7. Verzoekster heeft in haar brieven van 1 september en 2 september 2020 gereageerd en verschillende stukken opgestuurd. Zij heeft een brief van het ABP overgelegd van 11 februari 2010. Deze brief is niet aan te merken als een besluit als bedoeld in artikel 1:3 van de Awb. Daarvoor is vereist dat sprake is van een beslissing, inhoudende een publiekrechtelijke rechtshandeling. Met het begrip rechtshandeling wordt bedoeld een handeling die naar haar aard op rechtsgevolg is gericht. De brief van 11 februari 2010 beoogt niet een wijziging te brengen in de rechtspositie van verzoekster. Deze brief kan daarom niet worden aangemerkt als besluit.
8. Verzoekster heeft verder twee besluiten overgelegd uit 1991 waarin staat dat haar eervol ontslag is verleend. Uit het dossier is de voorzieningenrechter niet gebleken dat verzoekster tegen deze besluiten onlangs bezwaar heeft gemaakt. Als verzoekster terzake van deze besluiten een voorlopige voorziening wenst in te dienen moet zij zich eerst tot verweerder wenden en een bezwaarschrift indienen. Overigens is het de voorzieningenrechter niet duidelijk of dit de besluiten zijn waartegen verzoekster een rechtsmiddel wil aanwenden. Het ligt op de weg van verzoekster om hierover duidelijkheid te verschaffen en zij heeft dat niet gedaan.
9. Er bestaat dan ook geen verband (connexiteit) met een lopende procedure als bedoeld in artikel 8:81, eerste lid van de Algemene wet bestuursrecht (Awb).
10. Het verzoek is daarom kennelijk niet-ontvankelijk. Voor een proceskostenveroordeling bestaat geen aanleiding.

Beslissing

De voorzieningenrechter verklaart het verzoek om een voorlopige voorziening niet-ontvankelijk.
Deze uitspraak is gedaan op 18 september 2020 door mr. S.G.M. van Veen, voorzieningenrechter, in aanwezigheid van mr. A.G.C. Bulten, griffier
.
Als gevolg van maatregelen rondom het coronavirus is deze uitspraak niet uitgesproken op een openbare uitsprakenzitting.

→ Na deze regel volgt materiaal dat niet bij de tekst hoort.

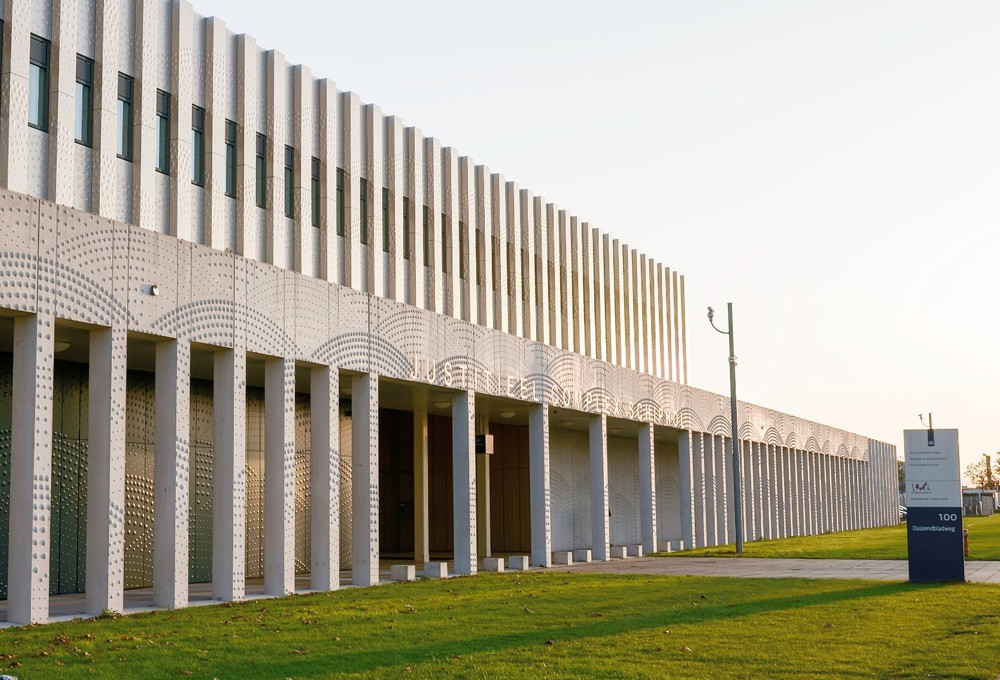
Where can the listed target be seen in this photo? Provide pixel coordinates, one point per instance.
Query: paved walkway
(766, 567)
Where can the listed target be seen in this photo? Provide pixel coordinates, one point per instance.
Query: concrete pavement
(764, 567)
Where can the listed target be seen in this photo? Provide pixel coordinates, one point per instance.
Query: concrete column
(647, 487)
(730, 508)
(106, 471)
(229, 503)
(723, 490)
(711, 534)
(421, 526)
(324, 477)
(279, 476)
(541, 502)
(700, 489)
(171, 474)
(599, 521)
(463, 441)
(483, 535)
(30, 470)
(364, 479)
(687, 491)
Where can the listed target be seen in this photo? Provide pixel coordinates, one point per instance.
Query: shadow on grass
(368, 661)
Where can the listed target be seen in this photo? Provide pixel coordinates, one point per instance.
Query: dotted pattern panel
(18, 251)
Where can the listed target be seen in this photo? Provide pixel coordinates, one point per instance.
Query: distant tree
(981, 474)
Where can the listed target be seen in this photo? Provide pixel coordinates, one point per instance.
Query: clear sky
(832, 168)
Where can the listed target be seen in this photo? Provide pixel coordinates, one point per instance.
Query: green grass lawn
(886, 543)
(543, 624)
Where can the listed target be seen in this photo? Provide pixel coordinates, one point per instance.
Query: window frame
(83, 122)
(39, 64)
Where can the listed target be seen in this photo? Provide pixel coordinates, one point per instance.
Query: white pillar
(701, 489)
(171, 474)
(687, 491)
(647, 487)
(599, 524)
(229, 503)
(463, 440)
(106, 471)
(279, 476)
(31, 470)
(541, 501)
(421, 526)
(324, 477)
(364, 479)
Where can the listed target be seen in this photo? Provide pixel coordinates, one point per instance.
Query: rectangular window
(84, 133)
(406, 228)
(478, 259)
(198, 145)
(314, 192)
(261, 171)
(163, 131)
(38, 84)
(364, 212)
(231, 159)
(444, 243)
(385, 220)
(462, 259)
(124, 132)
(289, 182)
(427, 236)
(340, 202)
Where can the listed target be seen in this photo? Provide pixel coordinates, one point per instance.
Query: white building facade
(251, 326)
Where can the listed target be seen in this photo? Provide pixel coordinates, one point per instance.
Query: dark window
(340, 202)
(314, 192)
(198, 145)
(462, 259)
(478, 259)
(406, 228)
(444, 243)
(124, 132)
(38, 84)
(364, 211)
(231, 158)
(84, 132)
(289, 182)
(427, 236)
(385, 220)
(261, 171)
(163, 131)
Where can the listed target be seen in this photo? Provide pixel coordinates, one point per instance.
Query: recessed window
(289, 182)
(198, 145)
(462, 260)
(364, 212)
(163, 131)
(385, 220)
(261, 171)
(406, 228)
(444, 243)
(124, 127)
(314, 191)
(340, 202)
(231, 159)
(38, 84)
(84, 129)
(427, 236)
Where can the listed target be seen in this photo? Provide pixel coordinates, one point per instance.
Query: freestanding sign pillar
(934, 498)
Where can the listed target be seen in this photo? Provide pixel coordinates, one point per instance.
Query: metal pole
(737, 500)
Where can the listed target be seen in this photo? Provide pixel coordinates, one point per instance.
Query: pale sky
(832, 168)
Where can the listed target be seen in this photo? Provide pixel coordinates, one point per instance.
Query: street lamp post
(737, 504)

Zodra het openbaar uitspreken weer mogelijk is, wordt deze uitspraak, voor zover nodig, alsnog in het openbaar uitgesproken.
De voorzieningenrechter is verhinderd deze uitspraak mede te ondertekenen
griffier voorzieningenrechter
Afschrift verzonden aan partijen op:

Rechtsmiddel

Tegen deze uitspraak staat geen rechtsmiddel open.